Disentangling Polysemantic Neurons with a Null-Calibrated Polysemanticity Index and Causal Patch Interventions
This work addresses the challenge of interpreting complex neural networks for researchers in mechanistic interpretability, though it is incremental as it builds on existing metrics and methods.
The authors tackled the problem of polysemantic neurons in neural networks by introducing the Polysemanticity Index (PSI), a null-calibrated metric that quantifies when neuron activations decompose into distinct semantic clusters, and validated it on a pretrained ResNet-50 with Tiny-ImageNet, showing that later layers have substantially higher PSI than earlier layers and that causal patch interventions increased target-neuron activation significantly more than controls.
Neural networks often contain polysemantic neurons that respond to multiple, sometimes unrelated, features, complicating mechanistic interpretability. We introduce the Polysemanticity Index (PSI), a null-calibrated metric that quantifies when a neuron's top activations decompose into semantically distinct clusters. PSI multiplies three independently calibrated components: geometric cluster quality (S), alignment to labeled categories (Q), and open-vocabulary semantic distinctness via CLIP (D).
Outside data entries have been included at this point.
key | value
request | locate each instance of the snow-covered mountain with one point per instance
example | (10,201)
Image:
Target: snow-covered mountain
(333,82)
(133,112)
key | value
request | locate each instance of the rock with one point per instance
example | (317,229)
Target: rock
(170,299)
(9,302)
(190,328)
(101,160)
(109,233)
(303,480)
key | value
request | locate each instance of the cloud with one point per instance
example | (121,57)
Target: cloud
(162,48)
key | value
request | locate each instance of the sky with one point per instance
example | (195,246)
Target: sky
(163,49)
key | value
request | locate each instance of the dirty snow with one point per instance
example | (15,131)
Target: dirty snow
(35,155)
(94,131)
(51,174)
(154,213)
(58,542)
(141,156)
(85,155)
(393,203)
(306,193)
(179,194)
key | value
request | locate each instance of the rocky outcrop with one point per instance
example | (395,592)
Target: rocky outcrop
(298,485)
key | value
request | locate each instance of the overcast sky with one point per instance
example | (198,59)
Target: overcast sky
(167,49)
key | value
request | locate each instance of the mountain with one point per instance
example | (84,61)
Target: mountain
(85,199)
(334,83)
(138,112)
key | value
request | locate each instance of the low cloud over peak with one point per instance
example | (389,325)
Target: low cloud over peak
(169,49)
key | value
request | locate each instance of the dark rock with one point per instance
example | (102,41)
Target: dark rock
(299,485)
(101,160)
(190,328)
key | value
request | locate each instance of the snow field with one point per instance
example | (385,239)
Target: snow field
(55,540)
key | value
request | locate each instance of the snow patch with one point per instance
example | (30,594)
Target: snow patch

On a pretrained ResNet-50 evaluated with Tiny-ImageNet images, PSI identifies neurons whose activation sets split into coherent, nameable prototypes, and reveals strong depth trends: later layers exhibit substantially higher PSI than earlier layers. We validate our approach with robustness checks (varying hyperparameters, random seeds, and cross-encoder text heads), breadth analyses (comparing class-only vs. open-vocabulary concepts), and causal patch-swap interventions. In particular, aligned patch replacements increase target-neuron activation significantly more than non-aligned, random, shuffled-position, or ablate-elsewhere controls. PSI thus offers a principled and practical lever for discovering, quantifying, and studying polysemantic units in neural networks.